The commandant of Auschwitz, Rudolf Hoss, his wife Herwig and their five children live in an expansive house on the other side of the wall to the camp. Their garden has been lovingly created and attended to; a source of great pride to the couple. A visiting grandparent describes it as ‘paradise’. Nothing much happens in the portrayal of bourgeois domesticity. It is a mundane, uninteresting life, but it is lived in the valley of the shadow of death. There are constant, faint sounds of shouts, screams and the louder crack of gunfire. Steam from arriving trains can be seen above the trees. Smoke and fire billow endlessly from distant chimneys.


Hannah Arendt, observing Adolf Eichmann, famously saw in this organiser of the wartime deportations the ‘banality of evil’. Zone of Interest embodies this like no other film. The family is formal, hierarchical. The scenes of domesticity are cold, unsentimental, antiseptic. After the children bathe in a river where human remains are found by Hoss, they are obsessively washed at home by their mother, scrubbed of every possible trace of the victims. There is grotesque paradox: the family complains the house isn’t as big as it seems and that it feels cold in winter. The trains take ages at Krakow and get too hot. Herwig is traumatised at the possibility of having to leave their life at Auschwitz.


There is no blind eye to the treatment of the inmates of Auschwitz. Herwig Hoss approves of the camp and, in one of the most unsettling lines of the film, casually and incidentally warns her Polish servant girl that she could have her ashes spread over a field if she chose. The older children know as well, incorporating the cruelty of the father’s job into their own role play, though you are left wondering at the corruption of the souls of children who are brought up within meters of this hellscape.


There is no moral conscience; the design of a new crematorium is discussed in the living room of the house like a meeting with an architect over a new conservatory. Over the wall, people made in the image of God have been dehumanised, brutalised and murdered; in the home next door, voluntary dehumanisation has occurred. These people have sold their souls, wrapping it up in the clinical, constrained, denuded language of bureaucracy.

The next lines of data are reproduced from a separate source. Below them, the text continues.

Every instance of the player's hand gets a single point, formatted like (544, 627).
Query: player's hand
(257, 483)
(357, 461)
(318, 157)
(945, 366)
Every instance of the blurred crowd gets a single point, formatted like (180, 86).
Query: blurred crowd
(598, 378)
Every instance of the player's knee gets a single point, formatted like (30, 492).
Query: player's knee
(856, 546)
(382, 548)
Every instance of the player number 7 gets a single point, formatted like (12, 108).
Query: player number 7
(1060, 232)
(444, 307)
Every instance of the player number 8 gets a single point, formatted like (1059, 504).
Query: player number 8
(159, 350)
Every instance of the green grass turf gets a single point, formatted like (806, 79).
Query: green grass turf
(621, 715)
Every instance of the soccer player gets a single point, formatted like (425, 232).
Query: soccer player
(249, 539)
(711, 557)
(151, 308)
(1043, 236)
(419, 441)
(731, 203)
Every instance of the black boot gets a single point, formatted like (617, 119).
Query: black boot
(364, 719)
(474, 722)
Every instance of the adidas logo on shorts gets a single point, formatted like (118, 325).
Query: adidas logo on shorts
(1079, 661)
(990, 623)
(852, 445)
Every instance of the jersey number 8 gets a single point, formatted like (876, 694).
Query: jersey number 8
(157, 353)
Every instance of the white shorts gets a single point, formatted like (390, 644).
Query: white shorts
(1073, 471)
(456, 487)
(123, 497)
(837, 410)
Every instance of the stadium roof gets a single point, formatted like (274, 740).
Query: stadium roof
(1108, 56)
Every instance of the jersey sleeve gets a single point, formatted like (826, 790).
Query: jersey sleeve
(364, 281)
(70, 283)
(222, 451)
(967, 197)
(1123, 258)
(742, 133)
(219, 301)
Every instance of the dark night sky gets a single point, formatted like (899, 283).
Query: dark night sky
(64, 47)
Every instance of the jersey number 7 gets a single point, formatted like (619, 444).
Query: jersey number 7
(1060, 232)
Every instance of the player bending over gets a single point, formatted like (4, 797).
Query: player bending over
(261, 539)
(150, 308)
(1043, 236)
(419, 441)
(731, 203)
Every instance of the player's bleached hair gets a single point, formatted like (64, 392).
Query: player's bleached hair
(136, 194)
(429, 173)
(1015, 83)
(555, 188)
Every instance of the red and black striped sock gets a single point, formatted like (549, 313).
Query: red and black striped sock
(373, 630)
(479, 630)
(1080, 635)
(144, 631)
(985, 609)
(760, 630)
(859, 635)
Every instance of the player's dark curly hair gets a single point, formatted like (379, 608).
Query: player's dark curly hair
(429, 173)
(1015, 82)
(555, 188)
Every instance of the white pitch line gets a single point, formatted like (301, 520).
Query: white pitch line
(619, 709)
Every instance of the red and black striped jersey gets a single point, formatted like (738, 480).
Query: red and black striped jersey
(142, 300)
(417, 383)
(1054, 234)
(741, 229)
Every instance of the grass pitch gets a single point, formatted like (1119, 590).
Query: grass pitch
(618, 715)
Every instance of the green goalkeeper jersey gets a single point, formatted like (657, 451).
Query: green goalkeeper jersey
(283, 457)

The film asks us to make our own judgment and it would be easy to slip into moral equivalence. Comparisons have been made with the indolence of people who consume news about the suffering and horrors inflicted on people across the world. But these people are usually not living next door or directing the evil. Misappropriated guilt does not make the world a better place.


The film is a story about humanity in every era. When atrocities take place, there are always people nearby. Some bear responsibility; others are implicated by their inaction; still others may be wilfully unaware. For most, there is the lurking fear of standing out from the crowd. We are not shown how the Hoss family lost their humanity, but for many implicated in Nazi atrocities, it would likely have been by degrees.


The wall separating the family home and garden from the concentration camp in the film is not that large – buildings and windows can be seen on the other side. Walls dividing nations and ethnicities have become fashionable again in the twenty-first century. Some serve a necessary purpose; others do not. Yet the greatest feats of wall-building take place in the human heart, where we layer bricks so we do not have to look, and therefore think, about particular kinds of people. This is where our own souls become desensitised and in ways I suspect we are poor to identify.